The story is presented on 670 pages (Czech translation, hardcover) split into very short chapters. Brin switches between POVs but almost each chapter is accompanied by an excerpt from a fictional book, interview or discussion as well. These snippets explore and explain the world in more detail and widen the breath of the story. Some readers are annoyed by these backstories; I was fascinated. Admittedly, it gives more space to world building than to characters, but Brin’s vision is fascinating! The character development, or lack thereof, is more worrisome: the characters, including the POVs, are not as developed as we got used to in the genre in recent decades; more knowledgeable people liken in it old sci-fi authors like Asimov, who used the characters only as props to explore an idea, a world or a vision. I didn’t perceive all the characters as completely flat - the number of pages varies greatly - but found that the casting aside of the used characters was disappointing.
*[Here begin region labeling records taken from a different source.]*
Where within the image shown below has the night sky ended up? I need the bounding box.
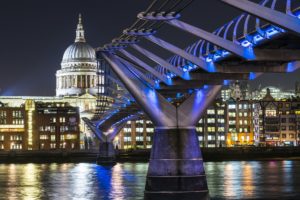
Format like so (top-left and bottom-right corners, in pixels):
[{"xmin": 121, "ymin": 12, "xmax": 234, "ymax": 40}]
[{"xmin": 0, "ymin": 0, "xmax": 300, "ymax": 96}]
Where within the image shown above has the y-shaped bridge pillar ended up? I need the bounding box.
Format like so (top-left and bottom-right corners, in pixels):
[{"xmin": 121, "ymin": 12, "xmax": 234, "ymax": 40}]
[
  {"xmin": 102, "ymin": 53, "xmax": 221, "ymax": 200},
  {"xmin": 83, "ymin": 118, "xmax": 124, "ymax": 165}
]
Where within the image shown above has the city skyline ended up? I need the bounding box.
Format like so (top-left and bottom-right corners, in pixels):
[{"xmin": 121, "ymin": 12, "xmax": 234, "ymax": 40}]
[{"xmin": 0, "ymin": 0, "xmax": 299, "ymax": 96}]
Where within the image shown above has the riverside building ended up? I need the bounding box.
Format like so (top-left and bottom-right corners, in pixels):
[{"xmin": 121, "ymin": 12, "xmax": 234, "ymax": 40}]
[
  {"xmin": 0, "ymin": 15, "xmax": 113, "ymax": 148},
  {"xmin": 0, "ymin": 100, "xmax": 80, "ymax": 151}
]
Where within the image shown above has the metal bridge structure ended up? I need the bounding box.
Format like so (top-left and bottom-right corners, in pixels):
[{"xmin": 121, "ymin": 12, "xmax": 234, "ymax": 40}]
[{"xmin": 86, "ymin": 0, "xmax": 300, "ymax": 199}]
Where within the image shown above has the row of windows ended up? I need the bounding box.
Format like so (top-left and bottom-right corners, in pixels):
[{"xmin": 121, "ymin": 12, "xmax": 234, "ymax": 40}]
[
  {"xmin": 228, "ymin": 104, "xmax": 251, "ymax": 109},
  {"xmin": 40, "ymin": 142, "xmax": 75, "ymax": 149},
  {"xmin": 124, "ymin": 136, "xmax": 151, "ymax": 142},
  {"xmin": 228, "ymin": 128, "xmax": 249, "ymax": 133},
  {"xmin": 198, "ymin": 135, "xmax": 225, "ymax": 141},
  {"xmin": 207, "ymin": 109, "xmax": 225, "ymax": 115},
  {"xmin": 199, "ymin": 118, "xmax": 225, "ymax": 124},
  {"xmin": 196, "ymin": 126, "xmax": 225, "ymax": 133},
  {"xmin": 39, "ymin": 126, "xmax": 77, "ymax": 133},
  {"xmin": 0, "ymin": 110, "xmax": 24, "ymax": 118},
  {"xmin": 40, "ymin": 134, "xmax": 77, "ymax": 141}
]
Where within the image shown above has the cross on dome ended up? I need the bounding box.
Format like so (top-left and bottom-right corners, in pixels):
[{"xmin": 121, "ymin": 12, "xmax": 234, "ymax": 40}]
[{"xmin": 75, "ymin": 14, "xmax": 86, "ymax": 42}]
For example, the whole Hacker’s plot with the dolphins (which in itself is an intriguing concept) doesn’t pay off: the dolphins find one of the artifacts and are referenced in a joke in the last 20-years-in-the-future part. Not really worth it. The last section of the book is shifted by two decades into the future. This casts some of the characters aside completely, gives a different roles to others and introduces new ones for just a few chapters.

Another often criticized aspect of Existence are new words and Brin’s insistence on sticking -ai- into common words. I don’t find this particularly exciting, but it didn’t turn me off either. I have to congratulate the translator Jakub Němeček for his excellent work. He took liberties and adapted the original English text to Czech with grace. He tracked the etymology of made up words to find reasonable equivalents and completely avoided anglicized Czech, a common plague of translations. Even though Existence wasn’t as linguistically daunting as for example Miéville’s Embassy Town, it must have been hard and he did a wonderful job.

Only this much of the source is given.